Authentication
Learn how to authenticate with the Agent Action Firewall API.
API Keys
All API requests require authentication using an API key. API keys are scoped to your organization and can have different permission levels.
Creating API Keys
- Log in to the dashboard
- Go to Settings > API Keys
- Click "Create API Key"
- Select permissions and expiration
- Copy and securely store the key
Authentication Header
Include your API key in the X-Agent-Key header:
X-Agent-Key: YOUR_API_KEYAgent Identification
The agent identity is determined by which API key is used — the name registered with that key in the dashboard. The SDK also sends an X-Agent-Id header for distributed tracing, but the server derives the agent from the key lookup, not from this header.
X-Agent-Key: aaf_abc123...Complete Example
curl -X POST https://api.agentactionfirewall.com/v1/actions \
-H "X-Agent-Key: aaf_abc123..." \
-H "Content-Type: application/json" \
-d '{"tool": "http_proxy", "operation": "get", "params": {"url": "https://api.example.com"}}'Permission Scopes
| Scope | Description |
|---|---|
actions:write | Submit and manage actions |
actions:read | View action status and history |
approvals:write | Approve or deny actions |
approvals:read | View pending approvals |
policies:write | Create and modify policies |
policies:read | View policies |
audit:read | Access audit logs |
admin:* | Full administrative access |
Key Types
All valid API keys start with the aaf_ prefix (e.g. aaf_abc1234...).
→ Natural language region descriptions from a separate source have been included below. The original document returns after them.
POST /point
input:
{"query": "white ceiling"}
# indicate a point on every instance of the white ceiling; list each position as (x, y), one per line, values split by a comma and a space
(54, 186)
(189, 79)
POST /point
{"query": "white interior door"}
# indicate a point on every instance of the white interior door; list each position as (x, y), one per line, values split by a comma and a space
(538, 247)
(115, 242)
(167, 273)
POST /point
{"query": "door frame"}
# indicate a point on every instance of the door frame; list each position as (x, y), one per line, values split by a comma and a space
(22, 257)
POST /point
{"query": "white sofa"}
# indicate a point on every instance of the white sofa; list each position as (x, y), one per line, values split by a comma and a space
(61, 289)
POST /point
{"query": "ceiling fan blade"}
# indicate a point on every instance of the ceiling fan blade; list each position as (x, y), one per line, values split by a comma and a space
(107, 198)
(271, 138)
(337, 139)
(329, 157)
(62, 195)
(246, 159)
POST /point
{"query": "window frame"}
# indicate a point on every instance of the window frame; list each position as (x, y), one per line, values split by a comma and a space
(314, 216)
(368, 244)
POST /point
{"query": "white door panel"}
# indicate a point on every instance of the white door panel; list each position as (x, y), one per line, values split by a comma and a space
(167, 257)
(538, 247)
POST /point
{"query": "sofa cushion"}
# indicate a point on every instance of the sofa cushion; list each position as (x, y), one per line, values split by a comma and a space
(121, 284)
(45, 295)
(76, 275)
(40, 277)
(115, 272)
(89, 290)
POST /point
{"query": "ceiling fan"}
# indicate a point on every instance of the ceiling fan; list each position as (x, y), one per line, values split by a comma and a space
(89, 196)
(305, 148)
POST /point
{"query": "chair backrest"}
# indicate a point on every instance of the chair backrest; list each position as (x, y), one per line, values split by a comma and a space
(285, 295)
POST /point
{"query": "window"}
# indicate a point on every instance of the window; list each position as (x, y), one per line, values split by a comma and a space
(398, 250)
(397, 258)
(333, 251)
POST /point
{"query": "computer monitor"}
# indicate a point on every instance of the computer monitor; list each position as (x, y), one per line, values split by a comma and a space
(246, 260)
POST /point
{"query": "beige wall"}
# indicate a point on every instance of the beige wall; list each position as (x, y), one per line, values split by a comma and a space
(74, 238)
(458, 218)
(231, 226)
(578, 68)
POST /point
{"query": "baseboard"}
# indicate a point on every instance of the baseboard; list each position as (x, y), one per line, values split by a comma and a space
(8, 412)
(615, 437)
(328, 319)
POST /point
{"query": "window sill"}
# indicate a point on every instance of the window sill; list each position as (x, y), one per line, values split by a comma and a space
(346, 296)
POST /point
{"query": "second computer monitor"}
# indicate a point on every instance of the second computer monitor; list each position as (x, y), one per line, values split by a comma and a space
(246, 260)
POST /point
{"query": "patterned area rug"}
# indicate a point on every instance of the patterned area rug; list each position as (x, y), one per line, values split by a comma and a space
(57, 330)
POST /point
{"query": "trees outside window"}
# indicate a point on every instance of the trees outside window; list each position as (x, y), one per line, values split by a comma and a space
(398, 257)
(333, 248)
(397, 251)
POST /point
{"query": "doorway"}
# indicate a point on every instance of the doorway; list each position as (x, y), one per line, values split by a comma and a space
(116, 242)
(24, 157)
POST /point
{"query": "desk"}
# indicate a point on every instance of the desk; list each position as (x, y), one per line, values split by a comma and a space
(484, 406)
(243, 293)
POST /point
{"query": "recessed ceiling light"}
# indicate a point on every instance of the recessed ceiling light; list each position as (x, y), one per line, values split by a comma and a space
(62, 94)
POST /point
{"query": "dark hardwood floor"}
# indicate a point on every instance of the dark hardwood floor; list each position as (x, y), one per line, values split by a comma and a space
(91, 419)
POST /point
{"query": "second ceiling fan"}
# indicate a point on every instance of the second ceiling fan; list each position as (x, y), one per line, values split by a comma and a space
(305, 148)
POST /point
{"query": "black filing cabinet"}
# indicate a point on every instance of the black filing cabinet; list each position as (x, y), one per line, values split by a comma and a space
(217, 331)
Requests with a key that does not start with aaf_ are rejected with a 401 before hitting the database.
Agent Keys
For AI agents submitting actions. Limited to actions:write andactions:read scopes.
Admin Keys
For dashboard and administrative operations. Can have any combination of scopes.
Webhook Keys
For validating incoming webhooks. Read-only and scoped to webhook verification.
Key Security
Best Practices
- Never commit API keys to version control
- Use environment variables for key storage
- Rotate keys regularly (at least every 90 days)
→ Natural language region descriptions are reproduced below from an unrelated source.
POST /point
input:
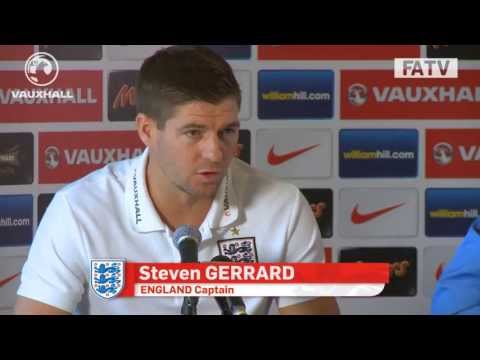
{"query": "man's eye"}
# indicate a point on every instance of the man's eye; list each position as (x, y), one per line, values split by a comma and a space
(193, 133)
(229, 132)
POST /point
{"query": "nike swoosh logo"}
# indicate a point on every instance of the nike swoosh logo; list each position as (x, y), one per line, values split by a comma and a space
(275, 159)
(7, 280)
(358, 218)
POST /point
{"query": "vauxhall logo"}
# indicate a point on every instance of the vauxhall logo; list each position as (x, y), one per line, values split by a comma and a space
(357, 94)
(101, 156)
(443, 153)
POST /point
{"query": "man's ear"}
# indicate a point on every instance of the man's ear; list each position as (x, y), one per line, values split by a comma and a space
(145, 128)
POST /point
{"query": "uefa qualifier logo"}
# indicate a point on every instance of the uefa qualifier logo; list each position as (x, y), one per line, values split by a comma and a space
(41, 69)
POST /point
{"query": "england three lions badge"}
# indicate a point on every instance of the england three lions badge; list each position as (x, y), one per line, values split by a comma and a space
(107, 277)
(239, 249)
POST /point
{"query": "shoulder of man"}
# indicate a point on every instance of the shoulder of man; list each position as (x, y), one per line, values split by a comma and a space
(248, 179)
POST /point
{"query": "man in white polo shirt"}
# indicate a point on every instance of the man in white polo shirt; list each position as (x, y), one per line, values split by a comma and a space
(188, 102)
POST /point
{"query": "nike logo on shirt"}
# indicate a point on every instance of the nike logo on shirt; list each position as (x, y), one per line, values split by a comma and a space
(358, 218)
(276, 159)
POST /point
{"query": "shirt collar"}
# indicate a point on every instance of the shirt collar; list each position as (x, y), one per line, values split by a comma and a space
(144, 217)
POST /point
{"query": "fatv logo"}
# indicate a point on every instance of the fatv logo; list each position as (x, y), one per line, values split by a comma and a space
(276, 159)
(360, 218)
(88, 156)
(426, 68)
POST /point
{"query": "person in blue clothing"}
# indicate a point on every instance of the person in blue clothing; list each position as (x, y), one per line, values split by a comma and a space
(458, 289)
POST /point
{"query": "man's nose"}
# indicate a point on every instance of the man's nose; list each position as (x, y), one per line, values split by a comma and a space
(213, 149)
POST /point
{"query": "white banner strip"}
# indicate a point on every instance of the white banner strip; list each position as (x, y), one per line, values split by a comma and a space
(256, 290)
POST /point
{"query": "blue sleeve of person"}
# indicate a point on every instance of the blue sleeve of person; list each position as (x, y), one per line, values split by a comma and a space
(458, 289)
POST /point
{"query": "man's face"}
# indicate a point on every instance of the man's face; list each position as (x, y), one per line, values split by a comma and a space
(194, 149)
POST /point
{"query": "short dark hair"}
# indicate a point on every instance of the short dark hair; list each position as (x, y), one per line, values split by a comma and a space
(179, 74)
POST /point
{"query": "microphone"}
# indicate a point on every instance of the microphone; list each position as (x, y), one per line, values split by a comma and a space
(233, 305)
(186, 238)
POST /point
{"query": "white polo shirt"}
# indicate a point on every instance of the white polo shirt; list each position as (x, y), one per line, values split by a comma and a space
(109, 214)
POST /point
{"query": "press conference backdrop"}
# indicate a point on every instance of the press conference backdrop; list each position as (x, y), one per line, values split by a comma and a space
(389, 166)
- Use the minimum required scopes
- Set key expiration dates
Key Rotation
- Create a new API key with the same scopes
- Update your applications to use the new key
- Verify the new key works correctly
- Revoke the old key in the dashboard
Error Responses
401 Unauthorized
{
"error": "UNAUTHORIZED",
"message": "Invalid or missing API key"
}403 Forbidden
{
"error": "FORBIDDEN",
"message": "API key lacks required scope: policies:write"
}SDK Authentication
import { AgentFirewallClient } from '@agent-action-firewall/sdk';
const client = new AgentFirewallClient({
baseUrl: 'https://api.agentactionfirewall.com',
apiKey: process.env.AGENT_FIREWALL_API_KEY!,
agentId: 'my-agent',
});
// The SDK handles authentication headers automaticallyMFA Recovery Codes
Human users authenticated with a Supabase JWT can manage MFA recovery codes. These routes use the Authorization: Bearer <JWT> header.
Generate Recovery Codes
Requires AAL2 (active MFA session). Returns one-time plaintext codes — store them securely.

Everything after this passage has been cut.